La profundidad de los cimientos era proporcional a la altura del edificio. Había que cavar quince metros bajo tierra por cada metro de altura del edificio. Como se trataba de ir hasta más allá del Everest se comprende la presencia de las súper-excavadoras. El proyecto estaba elaborado y revisado hasta en sus más ínfimos detalles.

Para seguir las tareas de la excavación, Joseph Julius —arquitecto—, instaló sus oficinas en una plataforma aérea capaz de trasladarse de un lugar al otro. Destinó otra oficina a su fiel secretaria, cerrada y con comunicación solo por teléfono. Por el momento prefería no verla, a ella ni a ellos.

La obra había comenzado. Las otras naciones del mundo hacían declaraciones independientes, pero enviaban a sus agentes a ver lo que sucedía en el sur. Los espías eran abundantes y andaban por todas partes. Se los reconocía por las gafas oscuras que nunca se quitaban

Si bien cada país trabajaba en proyectos para disminuir la contaminación, ninguno era tan ambicioso como el que estaba en ejecución en el extremo meridional de América. Muchos aseguraban que fracasaría. Todo terminaría en escombros. Las aventuras argentinas solían terminar en escombros.

Los planos eran muy custodiados. El gobierno, consciente de su responsabilidad con la historia, no permitía a nadie acercarse a los planos. La corrupción se había terminado.

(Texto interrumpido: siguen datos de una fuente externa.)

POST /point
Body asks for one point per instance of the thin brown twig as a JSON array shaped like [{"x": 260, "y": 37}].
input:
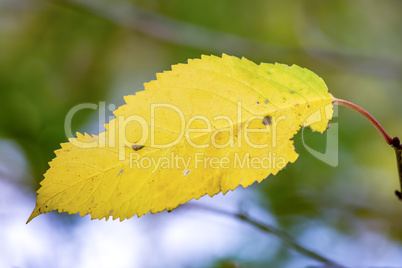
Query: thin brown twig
[
  {"x": 359, "y": 109},
  {"x": 284, "y": 237},
  {"x": 394, "y": 142}
]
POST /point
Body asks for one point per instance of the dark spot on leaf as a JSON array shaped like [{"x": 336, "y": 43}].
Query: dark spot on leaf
[
  {"x": 267, "y": 120},
  {"x": 137, "y": 147}
]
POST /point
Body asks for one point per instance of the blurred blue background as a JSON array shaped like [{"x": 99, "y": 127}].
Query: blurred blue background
[{"x": 57, "y": 54}]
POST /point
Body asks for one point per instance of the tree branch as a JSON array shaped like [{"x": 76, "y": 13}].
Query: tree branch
[{"x": 285, "y": 238}]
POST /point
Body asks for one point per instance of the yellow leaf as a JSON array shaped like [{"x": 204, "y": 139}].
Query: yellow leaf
[{"x": 204, "y": 127}]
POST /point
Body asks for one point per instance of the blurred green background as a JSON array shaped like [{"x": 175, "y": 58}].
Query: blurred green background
[{"x": 57, "y": 54}]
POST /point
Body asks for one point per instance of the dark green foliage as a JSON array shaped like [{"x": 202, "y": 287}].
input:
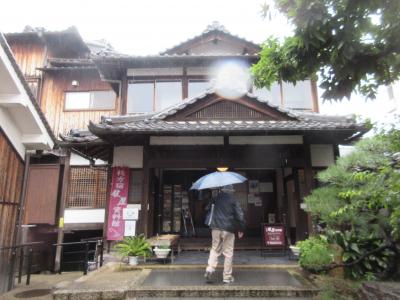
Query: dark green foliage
[
  {"x": 354, "y": 247},
  {"x": 353, "y": 45},
  {"x": 358, "y": 206},
  {"x": 134, "y": 246},
  {"x": 315, "y": 253}
]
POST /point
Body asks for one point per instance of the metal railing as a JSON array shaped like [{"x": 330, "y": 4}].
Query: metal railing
[
  {"x": 85, "y": 250},
  {"x": 18, "y": 254}
]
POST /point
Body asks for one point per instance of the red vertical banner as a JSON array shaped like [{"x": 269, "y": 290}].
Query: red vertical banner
[{"x": 118, "y": 201}]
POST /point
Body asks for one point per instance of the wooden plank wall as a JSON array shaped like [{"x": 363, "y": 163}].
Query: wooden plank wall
[
  {"x": 41, "y": 194},
  {"x": 53, "y": 94},
  {"x": 29, "y": 56},
  {"x": 11, "y": 177}
]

No había suficiente dinero. No obstante las críticas, el gobierno estaba satisfecho. Los innovadores siempre despiertan actitudes reaccionarias. Esta administración es de mentalidad tan avanzada que hasta un proyecto de avanzada es cosa de rutina. La historia nos recordará eternamente, decían.

Tenían razón en eso.

El proyecto de hacer una sola Iglesia, llena de feligreses, era muy seductor para dejarlo pasar. El Vaticano no se quedó dormido. Los espías de sotana eran muy numerosos. Simulaban rezar pero el misal ocultaba una cámara. Todos lo sabían. Los ingenuos niños los saludaban al cruzarse con ellos para salir en la televisión.

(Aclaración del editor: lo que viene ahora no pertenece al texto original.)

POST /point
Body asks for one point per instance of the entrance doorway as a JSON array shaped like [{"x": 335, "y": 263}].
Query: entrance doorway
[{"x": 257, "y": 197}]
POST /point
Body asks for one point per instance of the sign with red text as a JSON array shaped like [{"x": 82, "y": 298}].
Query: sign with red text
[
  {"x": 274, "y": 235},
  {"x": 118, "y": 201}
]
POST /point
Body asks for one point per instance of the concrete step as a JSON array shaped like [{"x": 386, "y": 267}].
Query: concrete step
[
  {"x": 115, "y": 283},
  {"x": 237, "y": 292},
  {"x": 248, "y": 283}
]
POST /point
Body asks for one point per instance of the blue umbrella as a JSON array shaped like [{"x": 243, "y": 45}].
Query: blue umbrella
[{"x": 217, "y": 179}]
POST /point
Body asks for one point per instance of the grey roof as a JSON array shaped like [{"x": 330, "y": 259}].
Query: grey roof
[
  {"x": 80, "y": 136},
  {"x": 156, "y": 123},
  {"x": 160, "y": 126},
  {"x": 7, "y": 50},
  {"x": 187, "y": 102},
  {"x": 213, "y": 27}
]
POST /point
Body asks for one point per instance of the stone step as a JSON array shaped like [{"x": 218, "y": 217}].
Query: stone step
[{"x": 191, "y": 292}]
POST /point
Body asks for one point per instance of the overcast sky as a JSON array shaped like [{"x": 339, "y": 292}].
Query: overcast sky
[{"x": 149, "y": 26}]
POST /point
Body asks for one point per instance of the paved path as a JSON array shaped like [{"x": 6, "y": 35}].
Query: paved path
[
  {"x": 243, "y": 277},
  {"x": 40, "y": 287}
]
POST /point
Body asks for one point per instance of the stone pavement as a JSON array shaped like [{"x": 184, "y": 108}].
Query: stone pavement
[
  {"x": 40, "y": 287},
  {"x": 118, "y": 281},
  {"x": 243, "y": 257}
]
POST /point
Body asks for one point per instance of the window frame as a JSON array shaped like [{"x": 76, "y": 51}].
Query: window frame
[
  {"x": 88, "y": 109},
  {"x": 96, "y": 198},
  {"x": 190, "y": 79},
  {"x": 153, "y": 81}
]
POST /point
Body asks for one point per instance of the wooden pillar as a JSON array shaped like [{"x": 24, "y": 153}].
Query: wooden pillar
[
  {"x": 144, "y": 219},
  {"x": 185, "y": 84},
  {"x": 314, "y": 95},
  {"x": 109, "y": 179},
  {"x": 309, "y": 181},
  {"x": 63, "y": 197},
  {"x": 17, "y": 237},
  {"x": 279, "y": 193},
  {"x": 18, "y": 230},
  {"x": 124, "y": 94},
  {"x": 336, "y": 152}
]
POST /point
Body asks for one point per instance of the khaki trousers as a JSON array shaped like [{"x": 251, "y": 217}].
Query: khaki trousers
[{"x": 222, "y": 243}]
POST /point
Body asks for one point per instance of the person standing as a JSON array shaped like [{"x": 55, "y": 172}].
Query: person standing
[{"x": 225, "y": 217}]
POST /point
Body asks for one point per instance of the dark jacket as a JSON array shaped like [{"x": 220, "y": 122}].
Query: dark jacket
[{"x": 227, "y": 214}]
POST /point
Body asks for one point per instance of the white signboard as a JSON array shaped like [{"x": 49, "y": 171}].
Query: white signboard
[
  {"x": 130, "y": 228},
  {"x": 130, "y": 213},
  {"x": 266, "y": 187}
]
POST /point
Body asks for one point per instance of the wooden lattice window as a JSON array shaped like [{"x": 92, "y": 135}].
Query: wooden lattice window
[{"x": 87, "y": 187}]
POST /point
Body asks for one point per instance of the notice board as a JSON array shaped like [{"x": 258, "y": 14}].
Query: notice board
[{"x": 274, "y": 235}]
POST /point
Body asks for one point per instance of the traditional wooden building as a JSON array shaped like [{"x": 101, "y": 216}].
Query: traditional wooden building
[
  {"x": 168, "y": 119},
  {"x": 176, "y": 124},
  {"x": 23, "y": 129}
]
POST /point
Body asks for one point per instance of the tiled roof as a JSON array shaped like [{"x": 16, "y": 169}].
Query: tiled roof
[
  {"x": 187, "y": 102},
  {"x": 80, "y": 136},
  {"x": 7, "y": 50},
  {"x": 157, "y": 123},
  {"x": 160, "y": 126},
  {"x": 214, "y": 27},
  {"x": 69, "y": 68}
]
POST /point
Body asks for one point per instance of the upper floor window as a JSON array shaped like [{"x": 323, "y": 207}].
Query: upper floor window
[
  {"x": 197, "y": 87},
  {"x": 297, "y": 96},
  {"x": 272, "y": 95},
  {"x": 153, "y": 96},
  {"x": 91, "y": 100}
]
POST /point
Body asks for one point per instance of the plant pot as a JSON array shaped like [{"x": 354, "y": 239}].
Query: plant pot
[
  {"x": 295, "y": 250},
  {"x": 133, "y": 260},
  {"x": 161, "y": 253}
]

A todo esto la excavación era inmensa. Medio país estaba excavado y era un gigantesco pozo. Entre los escépticos de siempre, se decía que Argentina estaba en un pozo y esta vez era de verdad.

Joseph Julius —arquitecto— había previsto todo. El material extraído se acumulaba a un costado. Se pensaba en una nueva cordillera, paralela a la de Los Andes.

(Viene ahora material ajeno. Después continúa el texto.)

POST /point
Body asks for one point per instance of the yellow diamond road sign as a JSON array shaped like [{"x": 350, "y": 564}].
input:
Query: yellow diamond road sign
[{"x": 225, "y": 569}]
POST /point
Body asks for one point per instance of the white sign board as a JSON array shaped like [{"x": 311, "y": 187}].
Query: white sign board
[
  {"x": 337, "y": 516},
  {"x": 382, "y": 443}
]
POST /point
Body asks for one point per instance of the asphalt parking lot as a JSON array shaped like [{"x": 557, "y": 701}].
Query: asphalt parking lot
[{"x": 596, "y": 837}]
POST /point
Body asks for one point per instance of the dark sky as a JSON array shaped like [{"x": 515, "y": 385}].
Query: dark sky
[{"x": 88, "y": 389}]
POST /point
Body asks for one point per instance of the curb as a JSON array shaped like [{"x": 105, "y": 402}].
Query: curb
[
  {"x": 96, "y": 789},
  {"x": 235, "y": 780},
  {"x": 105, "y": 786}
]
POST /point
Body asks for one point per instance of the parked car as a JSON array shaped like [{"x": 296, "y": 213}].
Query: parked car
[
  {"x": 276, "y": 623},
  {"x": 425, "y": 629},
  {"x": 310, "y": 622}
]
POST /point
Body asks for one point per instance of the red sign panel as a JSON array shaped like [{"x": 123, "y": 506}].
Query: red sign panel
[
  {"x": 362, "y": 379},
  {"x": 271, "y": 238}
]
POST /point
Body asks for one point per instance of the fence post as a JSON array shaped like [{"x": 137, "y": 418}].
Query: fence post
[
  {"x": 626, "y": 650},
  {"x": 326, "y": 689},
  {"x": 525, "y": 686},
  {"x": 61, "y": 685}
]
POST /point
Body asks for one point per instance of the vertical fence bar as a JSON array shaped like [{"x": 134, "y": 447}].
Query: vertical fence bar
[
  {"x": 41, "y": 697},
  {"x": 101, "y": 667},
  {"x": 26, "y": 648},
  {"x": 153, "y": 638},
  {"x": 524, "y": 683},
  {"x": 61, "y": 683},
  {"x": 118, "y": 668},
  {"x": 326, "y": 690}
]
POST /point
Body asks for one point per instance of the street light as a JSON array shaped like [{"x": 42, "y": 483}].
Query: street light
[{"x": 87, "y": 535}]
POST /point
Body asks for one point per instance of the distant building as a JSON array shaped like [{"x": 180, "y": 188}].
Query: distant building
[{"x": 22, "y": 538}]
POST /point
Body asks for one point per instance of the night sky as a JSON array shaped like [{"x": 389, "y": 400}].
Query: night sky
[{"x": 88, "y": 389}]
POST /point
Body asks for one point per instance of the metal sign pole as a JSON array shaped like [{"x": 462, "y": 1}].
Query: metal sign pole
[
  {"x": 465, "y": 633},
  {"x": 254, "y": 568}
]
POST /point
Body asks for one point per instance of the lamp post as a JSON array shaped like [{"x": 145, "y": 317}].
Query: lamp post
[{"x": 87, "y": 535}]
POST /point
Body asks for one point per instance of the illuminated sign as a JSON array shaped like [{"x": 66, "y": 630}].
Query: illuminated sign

Los militares argentinos estaban de parabienes. Una nueva cordillera dificultaría una invasión del otro lado y también otra de este lado. Los chilenos desconfiaban. Decían que, cuando las obras estén terminadas, no se sabrá si hay otro lado al otro lado.

Los trabajos continuaban. Joseph Julius —arquitecto— concibió la idea de interesar en su proyecto a otras naciones vecinas. No era necesario enviar espías.

Ante el foro de la Organización de Estados Americanos, organismo famoso por su dinamismo, del cual era el Presidente Honorífico, propuso la construcción de un edificio, más grande aún, donde podrían vivir las poblaciones de todos los países de la región. Se lograría la integración regional. Todos serían vecinos. Nunca más guerras.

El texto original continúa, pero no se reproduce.